Despite reservations, and a "no" vote from a member of the Planning Board, the board conditionally approved Pulte Homes to be named the new developer for the already-approved Maple Aveune Townhouse Project on Dec. 12. The project now has to go before Town Council–which serves as the town's redevelopment entity–to either be fully approved or to recommend changes. If the council were to request changes, the project would again return to the Planning Board.
Part of the Epstein's Project site–which includes the DeHart Street parking garage and 40 Park luxury condo development–the former parking lot across from the 14 Maple Ave. building (home of the and , among others) was approved to be developed into the townhouses in 2008.
However, as Steve Santola, with Woodmont Properties (part of the firm that controls the Epstein's redevelopment project) noted early in the over-three-hour hearing on Dec. 12, "We were not planning to move on this until at least 2013."
James Mullen, the attorney representing Pulte Homes, said his client was ready to break ground immediately upon approval.
While the project has already been approved for three years, Pulte is seeking a number of changes to the existing project, including facade changes and reductions to the size of townhouses.
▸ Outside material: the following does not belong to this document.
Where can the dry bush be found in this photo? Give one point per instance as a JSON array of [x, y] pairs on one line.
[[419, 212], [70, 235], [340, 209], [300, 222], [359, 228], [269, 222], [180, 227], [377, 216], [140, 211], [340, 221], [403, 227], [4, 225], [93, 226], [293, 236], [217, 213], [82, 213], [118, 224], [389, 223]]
Mullen said homes that had previously been approved at 3,000 sq. ft. would now be about 2,500 sq. ft., with one narrow home in the second of four unit blocks stretching from Maple to Macculloch Avenue being about 1,800 sq. ft. This reduction would represent a 12 percent building area reduction, as well as a 14 percent impervious surface reduction, he said. A center green space would be increased from 70 to 90 feet. A wall separating the townhouses from bordering DeHart Street would be reduced from 300 feet wide to 150 feet, and from nine feet tall to five-and-a-half feet. Lofts that had previously been approved in the fourth floor living space have been eliminated.
The main concern among Planning Board members and residents that emerged from the meeting were the aesthetic changes made to the project, specifically fronting historic Macculloch Avenue.
Planning Board member Joe Stanley said the revised plans had a look of a "slap up a building" mentality.
"What had been approved (in 2008) ... there was a lot of thought, a lot of effort to make it distinctive," he said. "[The revised plans are] a giant step backward. I don't like it. It's not in character."
William Mikesell, the board planner, however defended the altered plans saying the townhouses on Macculloch Avenue–with ground level doors–looked more like an apartment building to him, while the revised plans seemed to give each townhouse a clear identity.
However, what seemed to be a change to aesthetic, including a more streamlined roof among the four Macculloch Avenue units had several audience members upset.
"When we talk about this as product, it's hard for us who live here to hear our homes referred to as 'product,'" said councilwoman Rebecca Feldman, who spoke from the audience. She noted the new plans looked more like a "product," however, "like a slice of bread.
"Think about what they mean three-dimensionally," Feldman said. "Something has been lost in this change."
Councilwoman Alison Deeb, whose Fourth Ward the project is located in, said she felt more attention should be focused on the Macculloch Avenue side of the project, not on Maple Avenue.
"The Macculloch side is the important side for me; it's one of the premier places in town," she said. "Maple is more the central business district. Otherwise, I'm elated to see something move on this. It's been a black hole for at least four years."
Mayor Tim Dougherty, who sits on the Planning Board, noted the board was not in the position to turn down the revisions. "They meet the requirements," he said. "They're buying an approved project."
Despite reservations from some members, the conditional approval was granted, with Joe Kane the only member voting against it, noting he had also voted against the original plan in 2008.
"This is the third site plan approved for Pulte," he said. "We have a big empty lot sitting behind the courthouse and we haven't seen anything."
It now will be brought before the Town Council at a special redevelopment meeting scheduled for 7 p.m. Wednesday, Dec. 14, at .
"We think it really does keep in character with this area," said Mullen, the attorney for Pulte. "We're excited to get started right away. We're ready to move and make this happen."